Penyerahan remisi dipusatkan di Rumah Tahanan Negara (Rutan) Kelas IIA Manado dan dihadiri langsung Gubernur Sulawesi Utara Yulius Selvanus.
Dalam kesempatan tersebut, Yulius mengaku tersentuh setelah mengetahui jumlah warga binaan yang memperoleh pengurangan masa pidana.
Terlebih, sebagian penerima remisi mendapatkan kesempatan untuk langsung kembali ke tengah masyarakat.
“Sebagai Gubernur saya sangat terharu. Ada 1.874 yang mendapat remisi, dan beberapa di antaranya langsung menerima surat untuk bebas,” kata Yulius.

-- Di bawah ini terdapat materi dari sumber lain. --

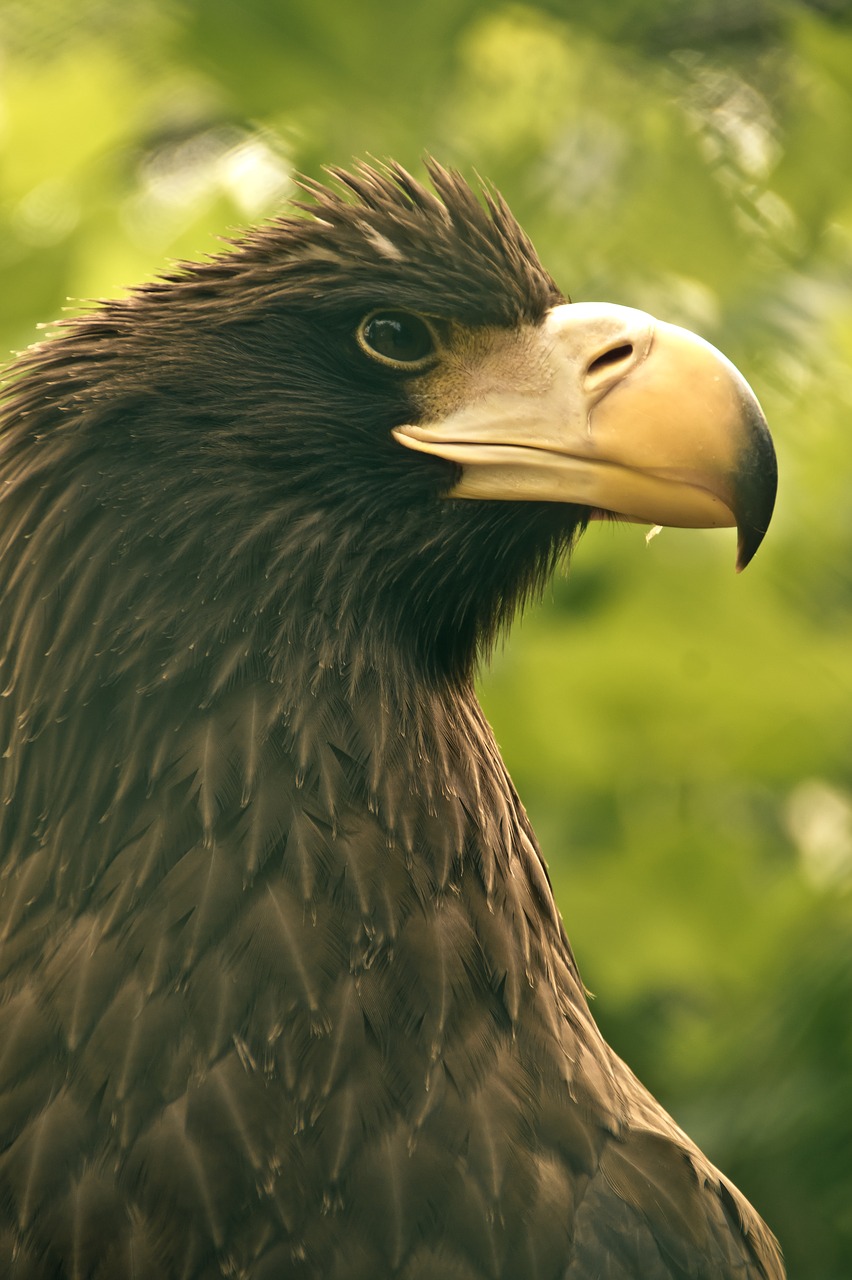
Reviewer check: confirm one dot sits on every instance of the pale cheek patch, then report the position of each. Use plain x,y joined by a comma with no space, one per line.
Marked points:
481,364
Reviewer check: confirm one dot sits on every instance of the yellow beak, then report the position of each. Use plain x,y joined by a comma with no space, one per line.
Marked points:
626,415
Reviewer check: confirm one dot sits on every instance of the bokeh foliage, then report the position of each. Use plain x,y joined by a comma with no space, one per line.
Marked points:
682,737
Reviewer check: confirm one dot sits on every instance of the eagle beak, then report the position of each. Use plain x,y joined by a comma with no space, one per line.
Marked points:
619,412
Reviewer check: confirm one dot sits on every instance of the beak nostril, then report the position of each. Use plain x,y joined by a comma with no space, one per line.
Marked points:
614,356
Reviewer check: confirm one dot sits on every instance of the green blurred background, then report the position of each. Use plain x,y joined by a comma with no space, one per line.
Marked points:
682,737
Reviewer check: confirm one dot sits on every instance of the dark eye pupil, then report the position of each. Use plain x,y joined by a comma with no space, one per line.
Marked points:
398,336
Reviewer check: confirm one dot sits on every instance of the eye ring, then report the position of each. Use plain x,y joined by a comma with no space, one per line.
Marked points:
398,339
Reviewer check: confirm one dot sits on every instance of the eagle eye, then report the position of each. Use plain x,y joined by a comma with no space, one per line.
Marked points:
397,338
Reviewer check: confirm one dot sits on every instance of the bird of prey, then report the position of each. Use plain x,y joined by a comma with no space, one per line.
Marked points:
284,993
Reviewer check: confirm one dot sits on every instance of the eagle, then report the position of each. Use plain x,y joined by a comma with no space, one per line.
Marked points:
284,993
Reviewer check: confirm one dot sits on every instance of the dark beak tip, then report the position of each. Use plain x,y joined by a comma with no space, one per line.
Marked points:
756,490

Menurutnya, pemberian remisi pada momentum kemerdekaan harus dimaknai sebagai kesempatan untuk membuka lembaran baru. Para warga binaan yang telah menyelesaikan masa pembinaan diharapkan mampu meninggalkan masa lalu dan menjalani kehidupan yang lebih baik.
Yulius juga memastikan pemerintah daerah bersama masyarakat Sulawesi Utara terbuka menerima kembali para mantan warga binaan tanpa memberikan stigma negatif.

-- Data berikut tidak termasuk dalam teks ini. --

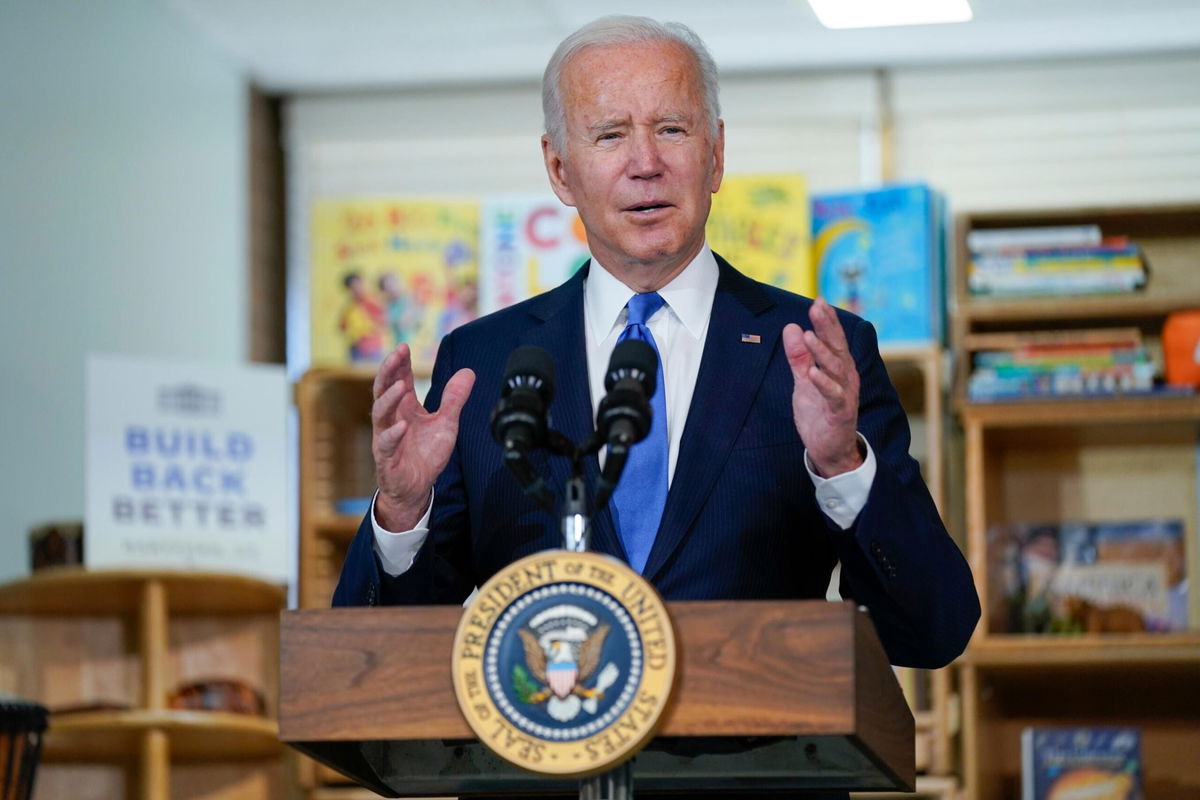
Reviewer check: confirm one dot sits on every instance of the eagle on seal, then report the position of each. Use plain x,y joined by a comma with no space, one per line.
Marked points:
562,666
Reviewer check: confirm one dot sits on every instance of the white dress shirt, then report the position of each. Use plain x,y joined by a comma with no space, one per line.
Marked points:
679,329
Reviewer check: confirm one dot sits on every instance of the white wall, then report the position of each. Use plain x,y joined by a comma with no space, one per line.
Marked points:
123,206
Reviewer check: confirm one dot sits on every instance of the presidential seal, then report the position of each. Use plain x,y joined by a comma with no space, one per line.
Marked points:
564,662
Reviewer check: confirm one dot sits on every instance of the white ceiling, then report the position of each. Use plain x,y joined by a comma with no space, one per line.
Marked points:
301,46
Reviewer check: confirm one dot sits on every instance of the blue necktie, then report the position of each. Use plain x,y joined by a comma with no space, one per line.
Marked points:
642,492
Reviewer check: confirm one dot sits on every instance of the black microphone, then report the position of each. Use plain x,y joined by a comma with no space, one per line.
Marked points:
520,420
624,414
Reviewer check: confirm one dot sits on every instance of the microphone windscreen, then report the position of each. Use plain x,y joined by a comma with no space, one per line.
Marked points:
633,359
533,367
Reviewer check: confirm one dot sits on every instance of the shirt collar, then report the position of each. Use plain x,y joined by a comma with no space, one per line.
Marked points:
689,295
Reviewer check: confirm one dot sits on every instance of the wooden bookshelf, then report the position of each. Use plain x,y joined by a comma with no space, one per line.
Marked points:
335,462
114,644
1073,458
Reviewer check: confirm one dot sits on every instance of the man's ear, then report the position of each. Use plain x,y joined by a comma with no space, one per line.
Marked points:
556,169
719,156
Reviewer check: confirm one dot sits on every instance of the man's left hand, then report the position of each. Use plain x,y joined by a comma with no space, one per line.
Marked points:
825,402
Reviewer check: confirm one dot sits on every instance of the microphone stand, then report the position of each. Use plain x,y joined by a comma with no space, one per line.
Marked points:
576,527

Ia mengajak para penerima remisi menjadikan pengalaman selama menjalani pembinaan sebagai bekal untuk memperbaiki diri dan berkontribusi secara positif di lingkungan masing-masing.

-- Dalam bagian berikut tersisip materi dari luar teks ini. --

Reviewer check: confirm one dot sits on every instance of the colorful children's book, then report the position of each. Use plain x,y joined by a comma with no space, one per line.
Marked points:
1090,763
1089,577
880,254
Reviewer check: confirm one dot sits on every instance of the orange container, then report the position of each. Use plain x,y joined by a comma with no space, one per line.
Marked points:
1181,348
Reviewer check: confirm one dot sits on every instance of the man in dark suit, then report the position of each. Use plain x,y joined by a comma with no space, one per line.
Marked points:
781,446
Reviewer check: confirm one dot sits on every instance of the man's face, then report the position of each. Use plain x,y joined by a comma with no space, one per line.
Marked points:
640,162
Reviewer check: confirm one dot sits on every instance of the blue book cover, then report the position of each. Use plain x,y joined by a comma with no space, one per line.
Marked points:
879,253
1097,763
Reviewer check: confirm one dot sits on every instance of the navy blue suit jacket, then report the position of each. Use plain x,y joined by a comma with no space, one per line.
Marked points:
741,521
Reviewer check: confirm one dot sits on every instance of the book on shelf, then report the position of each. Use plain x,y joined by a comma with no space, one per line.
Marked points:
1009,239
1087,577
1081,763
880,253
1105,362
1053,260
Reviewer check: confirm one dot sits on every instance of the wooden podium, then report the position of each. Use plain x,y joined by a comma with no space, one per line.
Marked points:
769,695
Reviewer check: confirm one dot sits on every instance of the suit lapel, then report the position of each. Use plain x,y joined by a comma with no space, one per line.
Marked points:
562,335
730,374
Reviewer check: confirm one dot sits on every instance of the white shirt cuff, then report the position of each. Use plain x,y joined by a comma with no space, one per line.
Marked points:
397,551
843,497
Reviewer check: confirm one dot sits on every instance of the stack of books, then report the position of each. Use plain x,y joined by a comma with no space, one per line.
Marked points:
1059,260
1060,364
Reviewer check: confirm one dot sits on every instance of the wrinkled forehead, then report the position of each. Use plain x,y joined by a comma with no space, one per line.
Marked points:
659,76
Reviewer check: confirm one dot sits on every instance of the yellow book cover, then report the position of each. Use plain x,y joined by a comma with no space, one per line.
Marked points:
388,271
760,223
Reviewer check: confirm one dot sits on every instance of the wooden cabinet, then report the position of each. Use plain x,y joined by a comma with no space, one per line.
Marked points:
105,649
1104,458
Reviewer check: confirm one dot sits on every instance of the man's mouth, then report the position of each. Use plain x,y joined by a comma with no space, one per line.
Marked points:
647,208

“Tiada gading yang tak retak, tidak ada manusia yang sempurna. Kalau hari ini kita punya niat baik untuk berubah, saya yakin pasti bisa berubah. Kalian tidak sendiri, ada kami yang siap membimbing dan mengarahkan,” ujarnya.
Berdasarkan data Pemasyarakatan Sulawesi Utara, penerima remisi terdiri atas 1.816 orang yang mendapatkan Remisi Umum I (RU I) dan 36 orang menerima Remisi Umum II (RU II) atau langsung bebas.
Sementara untuk anak binaan, sebanyak 21 orang memperoleh Pengurangan Masa Pidana I (PMP I), sedangkan satu orang menerima Pengurangan Masa Pidana II (PMP II) atau langsung bebas.
Dengan demikian, total penerima yang langsung memperoleh kebebasan pada momentum HUT ke-81 RI tersebut mencapai 37 orang.
Selain memberikan pesan kepada warga binaan, Yulius turut mengapresiasi jajaran Pemasyarakatan yang selama ini menjalankan proses pembinaan melalui berbagai kegiatan, termasuk pengembangan seni dan budaya.
Ia menilai kegiatan seperti tarian daerah dan pertunjukan musik kolintang dapat menjadi bagian penting dalam membangun kepercayaan diri serta membekali warga binaan dengan kemampuan positif.
Yulius berharap pembinaan mental dan keterampilan yang diperoleh selama berada di dalam lembaga pemasyarakatan dapat menjadi modal bagi para penerima remisi untuk beradaptasi kembali, hidup mandiri, serta ikut mengambil bagian dalam pembangunan di Sulawesi Utara.